Last year, the Small Business, Employment and Enterprise Act 2015 introduced a new requirement for the vast majority of UK limited companies and LLPs to create and maintain a register of people with significant control (PSC Register) and to submit their PSC details to Companies House as part of their annual confirmation statement (which replaced the annual return).
However, as part of the implementation of the EU Fourth Money Laundering Directive (‘4MLD’), which took effect today (26 June 2017), the PSC regime is being updated. Under the updated regime, PSC information will no longer be updated annually on the confirmation statement.
Instead, to meet the 4MLD requirement for the central register to be “adequate, accurate and current”, companies and LLPs now need to report any PSC changes to Companies House in "real time" i.e. as and when they happen.
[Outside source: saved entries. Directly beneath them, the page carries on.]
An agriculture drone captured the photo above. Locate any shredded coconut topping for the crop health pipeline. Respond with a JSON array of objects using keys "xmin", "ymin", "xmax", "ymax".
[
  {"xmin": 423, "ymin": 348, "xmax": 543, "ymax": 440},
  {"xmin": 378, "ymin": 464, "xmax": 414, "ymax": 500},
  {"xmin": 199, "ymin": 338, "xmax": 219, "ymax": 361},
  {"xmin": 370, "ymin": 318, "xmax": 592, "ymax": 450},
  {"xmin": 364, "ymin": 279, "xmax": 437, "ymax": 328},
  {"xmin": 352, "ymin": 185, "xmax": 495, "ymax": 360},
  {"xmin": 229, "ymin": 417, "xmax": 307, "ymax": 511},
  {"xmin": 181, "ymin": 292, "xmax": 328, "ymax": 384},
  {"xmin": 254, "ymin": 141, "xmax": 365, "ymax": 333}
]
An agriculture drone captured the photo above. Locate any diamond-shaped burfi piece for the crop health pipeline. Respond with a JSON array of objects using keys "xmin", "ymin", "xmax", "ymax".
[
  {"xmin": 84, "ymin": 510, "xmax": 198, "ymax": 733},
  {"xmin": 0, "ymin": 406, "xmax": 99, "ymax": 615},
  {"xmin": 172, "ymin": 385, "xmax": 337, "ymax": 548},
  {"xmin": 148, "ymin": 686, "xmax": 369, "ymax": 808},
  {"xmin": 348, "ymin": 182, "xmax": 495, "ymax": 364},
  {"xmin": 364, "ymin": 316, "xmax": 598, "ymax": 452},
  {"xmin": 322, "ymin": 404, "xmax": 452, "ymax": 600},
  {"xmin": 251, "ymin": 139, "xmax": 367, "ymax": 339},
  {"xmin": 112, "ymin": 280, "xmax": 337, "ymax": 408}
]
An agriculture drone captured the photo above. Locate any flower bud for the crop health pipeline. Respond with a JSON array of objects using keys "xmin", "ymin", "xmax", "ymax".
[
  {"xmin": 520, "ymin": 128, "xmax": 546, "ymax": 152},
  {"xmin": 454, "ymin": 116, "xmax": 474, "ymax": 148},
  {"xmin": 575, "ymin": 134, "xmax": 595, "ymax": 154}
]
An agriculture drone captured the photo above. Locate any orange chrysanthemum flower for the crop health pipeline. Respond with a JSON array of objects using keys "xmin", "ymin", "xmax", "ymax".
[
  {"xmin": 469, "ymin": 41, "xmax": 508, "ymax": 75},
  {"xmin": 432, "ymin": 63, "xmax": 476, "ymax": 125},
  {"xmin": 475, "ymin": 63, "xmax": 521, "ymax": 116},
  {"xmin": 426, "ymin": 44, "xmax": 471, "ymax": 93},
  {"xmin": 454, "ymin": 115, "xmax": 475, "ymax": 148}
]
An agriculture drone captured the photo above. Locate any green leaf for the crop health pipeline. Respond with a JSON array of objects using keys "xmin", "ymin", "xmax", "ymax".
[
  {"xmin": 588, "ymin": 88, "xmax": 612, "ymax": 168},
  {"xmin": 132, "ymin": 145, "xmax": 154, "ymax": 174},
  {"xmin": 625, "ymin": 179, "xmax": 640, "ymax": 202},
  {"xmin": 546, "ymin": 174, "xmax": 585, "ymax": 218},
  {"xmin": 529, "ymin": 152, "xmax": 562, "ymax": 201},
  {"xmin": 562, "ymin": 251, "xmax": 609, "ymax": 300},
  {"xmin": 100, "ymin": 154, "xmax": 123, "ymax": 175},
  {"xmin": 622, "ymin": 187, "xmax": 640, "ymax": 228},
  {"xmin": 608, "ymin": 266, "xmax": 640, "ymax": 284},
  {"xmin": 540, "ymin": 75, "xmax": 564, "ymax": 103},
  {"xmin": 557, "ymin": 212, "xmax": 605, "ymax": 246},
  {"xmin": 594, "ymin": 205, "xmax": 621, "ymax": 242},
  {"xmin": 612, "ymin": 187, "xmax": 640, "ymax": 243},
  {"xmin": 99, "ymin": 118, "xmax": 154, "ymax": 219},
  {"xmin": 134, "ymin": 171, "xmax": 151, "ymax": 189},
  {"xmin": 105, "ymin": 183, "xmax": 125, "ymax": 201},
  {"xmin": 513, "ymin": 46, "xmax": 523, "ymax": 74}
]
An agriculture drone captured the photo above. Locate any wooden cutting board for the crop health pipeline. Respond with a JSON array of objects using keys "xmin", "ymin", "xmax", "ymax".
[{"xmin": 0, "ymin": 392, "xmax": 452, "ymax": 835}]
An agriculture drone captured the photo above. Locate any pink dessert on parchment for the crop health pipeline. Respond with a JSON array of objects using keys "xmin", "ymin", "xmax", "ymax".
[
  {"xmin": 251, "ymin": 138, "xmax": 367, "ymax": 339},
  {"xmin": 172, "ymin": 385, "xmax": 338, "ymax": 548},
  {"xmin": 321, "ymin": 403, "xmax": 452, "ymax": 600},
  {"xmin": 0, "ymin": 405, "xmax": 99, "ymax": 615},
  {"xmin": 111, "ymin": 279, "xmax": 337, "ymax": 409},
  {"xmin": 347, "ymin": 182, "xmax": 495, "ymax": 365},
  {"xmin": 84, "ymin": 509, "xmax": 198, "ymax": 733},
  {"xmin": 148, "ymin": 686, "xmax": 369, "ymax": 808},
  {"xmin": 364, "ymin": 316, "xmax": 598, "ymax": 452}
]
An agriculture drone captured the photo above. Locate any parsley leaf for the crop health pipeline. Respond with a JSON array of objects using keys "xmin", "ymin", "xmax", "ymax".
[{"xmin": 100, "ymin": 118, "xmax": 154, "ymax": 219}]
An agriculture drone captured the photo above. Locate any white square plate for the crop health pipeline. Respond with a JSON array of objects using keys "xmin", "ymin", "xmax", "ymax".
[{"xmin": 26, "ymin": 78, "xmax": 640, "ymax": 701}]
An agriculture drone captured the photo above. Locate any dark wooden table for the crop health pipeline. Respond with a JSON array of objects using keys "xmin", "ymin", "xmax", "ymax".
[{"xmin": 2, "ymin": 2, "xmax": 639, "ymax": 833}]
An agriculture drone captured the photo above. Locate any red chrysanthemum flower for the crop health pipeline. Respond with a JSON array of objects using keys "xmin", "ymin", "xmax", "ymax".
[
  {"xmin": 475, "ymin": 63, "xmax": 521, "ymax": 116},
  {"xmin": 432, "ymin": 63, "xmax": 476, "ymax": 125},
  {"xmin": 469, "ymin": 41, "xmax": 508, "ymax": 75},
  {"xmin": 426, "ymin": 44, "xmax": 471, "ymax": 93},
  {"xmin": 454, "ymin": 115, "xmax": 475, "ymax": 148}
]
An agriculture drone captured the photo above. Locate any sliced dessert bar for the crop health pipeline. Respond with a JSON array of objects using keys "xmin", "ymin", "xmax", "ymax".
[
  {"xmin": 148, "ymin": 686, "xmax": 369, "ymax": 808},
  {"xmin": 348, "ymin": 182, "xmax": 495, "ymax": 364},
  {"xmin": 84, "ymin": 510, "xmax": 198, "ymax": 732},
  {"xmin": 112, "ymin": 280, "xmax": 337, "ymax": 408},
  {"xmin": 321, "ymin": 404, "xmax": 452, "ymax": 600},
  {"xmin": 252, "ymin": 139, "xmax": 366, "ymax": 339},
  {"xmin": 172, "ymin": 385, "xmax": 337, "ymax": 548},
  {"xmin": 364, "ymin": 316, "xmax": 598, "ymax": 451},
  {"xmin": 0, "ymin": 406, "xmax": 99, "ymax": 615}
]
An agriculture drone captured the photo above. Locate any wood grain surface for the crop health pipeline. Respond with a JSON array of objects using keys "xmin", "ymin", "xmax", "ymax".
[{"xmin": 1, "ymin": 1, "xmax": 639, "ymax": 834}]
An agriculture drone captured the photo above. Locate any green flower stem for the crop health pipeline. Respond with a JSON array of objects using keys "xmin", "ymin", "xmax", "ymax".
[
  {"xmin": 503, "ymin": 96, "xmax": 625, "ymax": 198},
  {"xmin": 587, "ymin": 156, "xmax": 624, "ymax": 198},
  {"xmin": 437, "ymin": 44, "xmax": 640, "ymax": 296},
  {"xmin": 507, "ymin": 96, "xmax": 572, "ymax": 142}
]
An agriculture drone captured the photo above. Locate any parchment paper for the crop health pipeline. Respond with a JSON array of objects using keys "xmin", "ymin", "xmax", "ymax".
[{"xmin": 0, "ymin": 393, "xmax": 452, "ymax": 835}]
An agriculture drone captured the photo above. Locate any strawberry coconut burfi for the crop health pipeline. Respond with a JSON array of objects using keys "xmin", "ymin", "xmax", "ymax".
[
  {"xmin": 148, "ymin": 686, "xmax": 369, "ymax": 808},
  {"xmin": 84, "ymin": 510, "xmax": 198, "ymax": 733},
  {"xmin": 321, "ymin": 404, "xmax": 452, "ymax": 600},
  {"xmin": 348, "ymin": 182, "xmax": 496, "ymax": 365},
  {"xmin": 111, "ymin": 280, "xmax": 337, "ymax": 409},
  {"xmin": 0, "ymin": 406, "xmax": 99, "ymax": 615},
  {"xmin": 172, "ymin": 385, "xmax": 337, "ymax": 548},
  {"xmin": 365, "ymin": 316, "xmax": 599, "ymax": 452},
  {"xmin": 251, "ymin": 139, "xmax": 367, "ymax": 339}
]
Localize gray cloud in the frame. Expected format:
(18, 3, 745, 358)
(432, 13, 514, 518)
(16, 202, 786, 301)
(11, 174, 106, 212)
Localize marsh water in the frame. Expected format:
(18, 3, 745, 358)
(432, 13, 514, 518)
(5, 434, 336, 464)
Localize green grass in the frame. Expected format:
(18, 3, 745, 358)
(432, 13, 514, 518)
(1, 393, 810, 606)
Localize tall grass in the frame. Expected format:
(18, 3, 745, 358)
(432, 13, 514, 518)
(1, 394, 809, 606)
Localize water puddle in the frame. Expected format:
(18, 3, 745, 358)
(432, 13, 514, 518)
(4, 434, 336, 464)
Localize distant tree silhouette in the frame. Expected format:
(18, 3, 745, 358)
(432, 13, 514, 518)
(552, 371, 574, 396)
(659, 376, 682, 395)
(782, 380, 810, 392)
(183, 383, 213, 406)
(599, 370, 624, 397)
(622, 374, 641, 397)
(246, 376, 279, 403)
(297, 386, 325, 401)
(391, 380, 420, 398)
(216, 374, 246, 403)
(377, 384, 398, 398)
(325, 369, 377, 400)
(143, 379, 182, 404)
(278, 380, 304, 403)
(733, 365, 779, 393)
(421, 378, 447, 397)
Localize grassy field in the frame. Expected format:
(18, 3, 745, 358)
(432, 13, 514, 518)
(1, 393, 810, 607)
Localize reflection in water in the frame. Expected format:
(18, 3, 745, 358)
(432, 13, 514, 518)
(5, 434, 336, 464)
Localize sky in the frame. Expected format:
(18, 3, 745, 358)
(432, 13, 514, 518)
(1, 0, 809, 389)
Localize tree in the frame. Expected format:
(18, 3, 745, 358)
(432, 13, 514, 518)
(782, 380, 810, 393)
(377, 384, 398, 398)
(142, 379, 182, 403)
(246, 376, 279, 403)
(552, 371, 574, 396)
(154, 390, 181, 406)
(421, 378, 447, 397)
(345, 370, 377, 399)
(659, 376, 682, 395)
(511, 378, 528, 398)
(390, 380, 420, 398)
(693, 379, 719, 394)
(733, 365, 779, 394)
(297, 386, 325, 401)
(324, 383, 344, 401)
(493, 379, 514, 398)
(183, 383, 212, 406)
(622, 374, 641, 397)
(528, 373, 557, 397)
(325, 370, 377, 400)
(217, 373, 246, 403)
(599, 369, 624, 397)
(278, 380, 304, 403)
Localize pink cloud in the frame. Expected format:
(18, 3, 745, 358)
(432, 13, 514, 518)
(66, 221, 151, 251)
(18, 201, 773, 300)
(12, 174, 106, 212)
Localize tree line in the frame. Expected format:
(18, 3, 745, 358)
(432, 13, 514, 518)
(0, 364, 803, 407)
As well as reporting any changes to Companies House, entities are still required to themselves maintain their PSC Register.
Accordingly, entities now need to report the following information directly to Companies House, as well as keeping their PSC Register updated:
- The identity of a new PSC, registrable legal entity (RLE) or other registrable person - for example, if someone buys shares in a company and their ownership exceeds 25% of the company’s share capital for the first time.
- Changes in specified details of a PSC, RLE or other registrable person - for example, a PSC changes their residential address or an RLE company changes its name.
- Changes in the nature of an existing PSC’s control over the entity - for example, in the case of a company, they move between different shareholding “tiers” by buying or selling shares.
- Someone ceases to be a PSC or RLE - for example, they sell shares so that they now hold 25% or less of the company’s shares or voting rights.
Entities will need to update their PSC Register within 14 days, and notify Companies House within 28 days, of a change to their PSC information. As explained above, this can no longer be done via the annual confirmation statement. Instead, from 26 June 2017, companies will need to use Forms PSC01 to PSC09 to update their PSC information. There are corresponding new forms for LLPs. As with the other requirements under the PSC regime, failure to comply will be a statutory offence punishable by fines on summary conviction.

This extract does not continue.